The 2023 Omnibus Law on Job Creation, officially the Act No. 6 of 2023 On the Enaction of Government Regulation in Lieu of Act No. 2 of 2022 On Job Creation into Act (Undang-Undang Nomor 6 Tahun 2023 Tentang Penetapan Peraturan Pemerintah Pengganti Undang-Undang Nomor 2 Tahun 2022 Tentang Cipta Kerja Menjadi Undang-Undang) is an Indonesian act which made the Government Regulation in Lieu of Act (Perpu) No. 2 of 2022 On Job Creation, a replacement of the Omnibus Law on Job Creation, permanent (the entirety of the Perpu is set as a schedule to the Act). The law was passed by the People's Representative Council on 21 March 2023. The law commenced on 31 March 2023.

== History ==
After the Omnibus Law on Job Creation declared "conditionally unconstitutional", Joko Widodo administration issued Government Regulation in Lieu of Law No. 2/2022 as temporary replacement of the law on 30 November 2022. by the Indonesian Constitution, any Government Regulation in Lieu of Law should be made into law if the law made into the permanent one.

== Controversial Articles ==

=== Flexibility on Outsourcing ===
Article 64 of the law granted flexibility to the companies to outsource their manpower, which labour unions disliked.

=== No Long Leave Rights ===
Article 79 and 84 of the law revoking mandatory rights for the workers to take leave outside leave regulated by the law such as annual leave, weekly leave, and resting. Long leave is not a mandatory, but companies are granted to create their own regulations for long leave outside the law regulated.

=== On Minimum Wages ===
Article 88C, 88D, and 88F granted central and provincial government to establish indexing to establish minimum wages applicable to provincial and regency/city level. Labour unions accused that these would ease formulation of formula to establish cheap wage.

== Reactions ==

=== Government side ===

Coordinating Minister for Economic Affairs, Airlangga Hartarto, expected the investment to come easily after the law's passage.

Japanese businessmen and industrialists welcomed the passage of the law positively, as Japan External Trade Organization reported.

=== Opposition ===
Prior to the passing of the law, Indonesian labor unions, motorized by the Labour Party, threatened to start nationwide strikes to bring total collapse to the Indonesian economy if the law passed and vowed to commit "jihad" against the government and law. Opposition parties the Democratic Party and the Prosperous Justice Party, rejected the law passage. Despite now being in coalition with the opposition, the Nasdem Party, however, supported the passage of the law.

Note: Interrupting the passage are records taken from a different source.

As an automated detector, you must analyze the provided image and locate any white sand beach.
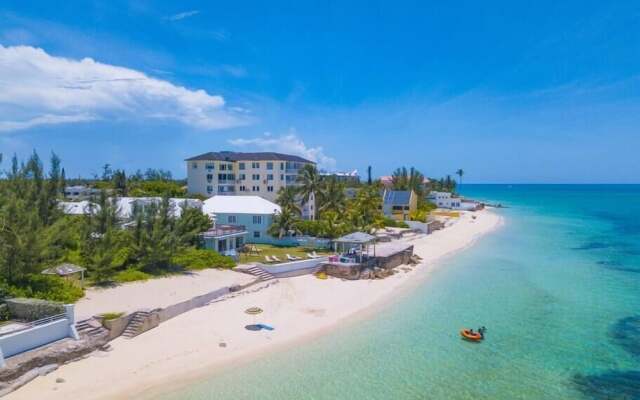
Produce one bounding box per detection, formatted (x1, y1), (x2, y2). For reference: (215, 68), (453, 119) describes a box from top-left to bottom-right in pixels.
(6, 210), (502, 400)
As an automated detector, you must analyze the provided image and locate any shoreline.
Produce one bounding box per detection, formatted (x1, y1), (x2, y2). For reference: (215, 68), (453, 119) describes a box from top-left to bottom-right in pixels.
(7, 210), (504, 400)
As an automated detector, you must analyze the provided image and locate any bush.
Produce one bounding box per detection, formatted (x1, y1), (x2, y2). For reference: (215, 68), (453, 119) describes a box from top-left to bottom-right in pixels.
(100, 312), (124, 321)
(171, 248), (236, 270)
(383, 217), (409, 228)
(6, 298), (64, 321)
(113, 269), (153, 283)
(3, 275), (84, 303)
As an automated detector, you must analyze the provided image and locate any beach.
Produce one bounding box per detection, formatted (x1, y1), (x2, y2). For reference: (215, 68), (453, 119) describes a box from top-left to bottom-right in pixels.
(7, 210), (502, 400)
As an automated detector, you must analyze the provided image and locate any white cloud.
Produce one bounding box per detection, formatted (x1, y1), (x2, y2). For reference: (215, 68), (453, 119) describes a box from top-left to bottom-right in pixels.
(167, 10), (200, 21)
(0, 45), (250, 131)
(229, 130), (336, 170)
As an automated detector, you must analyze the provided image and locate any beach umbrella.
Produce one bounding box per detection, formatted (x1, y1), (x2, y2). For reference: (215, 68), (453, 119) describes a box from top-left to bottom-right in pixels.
(244, 307), (262, 315)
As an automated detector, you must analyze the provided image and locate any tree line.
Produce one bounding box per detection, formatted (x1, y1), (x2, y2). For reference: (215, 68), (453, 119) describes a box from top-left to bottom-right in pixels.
(0, 152), (222, 301)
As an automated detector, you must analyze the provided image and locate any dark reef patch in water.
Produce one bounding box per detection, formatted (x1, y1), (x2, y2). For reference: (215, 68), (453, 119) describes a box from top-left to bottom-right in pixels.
(573, 371), (640, 400)
(609, 316), (640, 357)
(571, 241), (614, 250)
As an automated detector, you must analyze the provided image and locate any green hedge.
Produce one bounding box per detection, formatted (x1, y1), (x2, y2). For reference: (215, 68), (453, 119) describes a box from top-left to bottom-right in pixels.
(113, 269), (153, 283)
(171, 248), (236, 270)
(0, 275), (84, 304)
(6, 298), (64, 321)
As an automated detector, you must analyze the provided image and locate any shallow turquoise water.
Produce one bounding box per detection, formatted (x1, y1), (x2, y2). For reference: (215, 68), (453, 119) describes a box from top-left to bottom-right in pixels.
(156, 185), (640, 400)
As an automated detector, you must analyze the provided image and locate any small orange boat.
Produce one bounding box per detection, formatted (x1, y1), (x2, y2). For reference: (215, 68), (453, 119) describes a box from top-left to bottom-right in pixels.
(460, 329), (484, 342)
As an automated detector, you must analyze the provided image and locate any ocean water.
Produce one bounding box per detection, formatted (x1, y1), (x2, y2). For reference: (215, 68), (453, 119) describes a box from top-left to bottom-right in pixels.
(160, 185), (640, 400)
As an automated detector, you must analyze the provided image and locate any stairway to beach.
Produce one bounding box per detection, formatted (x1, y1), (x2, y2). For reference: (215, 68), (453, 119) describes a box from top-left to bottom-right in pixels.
(244, 266), (276, 281)
(122, 311), (151, 339)
(76, 318), (108, 337)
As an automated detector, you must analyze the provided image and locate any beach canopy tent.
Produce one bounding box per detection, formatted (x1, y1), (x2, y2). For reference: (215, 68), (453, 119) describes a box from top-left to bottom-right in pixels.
(42, 263), (87, 283)
(333, 232), (376, 262)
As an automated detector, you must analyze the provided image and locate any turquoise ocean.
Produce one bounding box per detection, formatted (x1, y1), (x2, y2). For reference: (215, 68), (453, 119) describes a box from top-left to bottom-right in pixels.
(160, 185), (640, 400)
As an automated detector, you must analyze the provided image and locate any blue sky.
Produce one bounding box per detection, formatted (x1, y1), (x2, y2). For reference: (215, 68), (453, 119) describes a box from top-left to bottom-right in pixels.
(0, 0), (640, 183)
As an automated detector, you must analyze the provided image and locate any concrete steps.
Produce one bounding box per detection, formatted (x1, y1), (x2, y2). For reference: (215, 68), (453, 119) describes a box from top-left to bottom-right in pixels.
(76, 318), (109, 337)
(122, 311), (151, 339)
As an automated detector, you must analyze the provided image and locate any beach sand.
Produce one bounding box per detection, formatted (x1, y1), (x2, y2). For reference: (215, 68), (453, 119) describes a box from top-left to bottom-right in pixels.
(6, 210), (502, 400)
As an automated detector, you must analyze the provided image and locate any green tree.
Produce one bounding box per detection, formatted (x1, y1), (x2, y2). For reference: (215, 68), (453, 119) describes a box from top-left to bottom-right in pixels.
(268, 207), (299, 239)
(298, 164), (322, 220)
(318, 176), (347, 216)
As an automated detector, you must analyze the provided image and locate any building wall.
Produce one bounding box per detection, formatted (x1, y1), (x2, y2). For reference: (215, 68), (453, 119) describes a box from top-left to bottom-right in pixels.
(186, 156), (314, 201)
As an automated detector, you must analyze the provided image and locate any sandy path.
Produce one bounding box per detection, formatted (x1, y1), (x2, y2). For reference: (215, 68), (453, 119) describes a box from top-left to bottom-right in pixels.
(7, 211), (502, 400)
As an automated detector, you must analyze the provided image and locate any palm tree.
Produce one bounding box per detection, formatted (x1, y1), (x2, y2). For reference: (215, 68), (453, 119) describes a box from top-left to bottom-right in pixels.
(268, 207), (298, 239)
(456, 168), (464, 185)
(318, 176), (347, 215)
(276, 186), (302, 216)
(298, 164), (322, 220)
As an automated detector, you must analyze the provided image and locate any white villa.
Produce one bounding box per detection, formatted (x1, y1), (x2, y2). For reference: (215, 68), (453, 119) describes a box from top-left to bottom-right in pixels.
(185, 151), (315, 201)
(427, 191), (479, 211)
(202, 196), (280, 245)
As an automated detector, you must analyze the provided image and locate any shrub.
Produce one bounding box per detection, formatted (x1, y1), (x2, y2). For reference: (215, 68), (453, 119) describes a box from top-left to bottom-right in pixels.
(383, 218), (409, 228)
(4, 275), (84, 303)
(113, 269), (153, 283)
(171, 248), (236, 270)
(6, 298), (64, 321)
(100, 312), (124, 321)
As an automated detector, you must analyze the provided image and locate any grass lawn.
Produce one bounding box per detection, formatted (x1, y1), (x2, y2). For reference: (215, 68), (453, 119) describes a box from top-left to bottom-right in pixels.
(239, 244), (333, 264)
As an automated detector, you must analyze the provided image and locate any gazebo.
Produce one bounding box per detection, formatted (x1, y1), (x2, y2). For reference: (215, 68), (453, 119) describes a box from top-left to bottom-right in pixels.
(42, 263), (87, 285)
(333, 232), (376, 263)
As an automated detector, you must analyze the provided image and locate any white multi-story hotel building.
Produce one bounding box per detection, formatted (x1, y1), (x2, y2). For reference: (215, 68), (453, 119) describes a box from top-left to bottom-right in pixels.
(185, 151), (315, 201)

Motorized by the Labour Party, as the law's passage becomes fruition, 5 million laborers across more than 100 100,000 companies will proceed to start a nationwide strike campaign from July to August 2023 to halt production of every goods produced. They will also hold sporadic weekly protests at the People's Representative Council and government institutions while filing judicial reviews to the Constitutional Court.

== Constitutional Status ==
The Constitutional Court declared the law constitutional and rejected cases filed by workers' associations motorized by the Labour Party on 2 October 2023.

However, the Manpower Cluster of the law was later deemed unfair by the Constitutional Court. On 31 October 2024, through Constitutional Court Decision No. 168/PUU-XXI/2023, the Constitutional Court decided to order the separation of the Manpower Cluster into a separate law, separated from the Omnibus Law. The Constitutional Court ordered the government to revise the law within 2 years.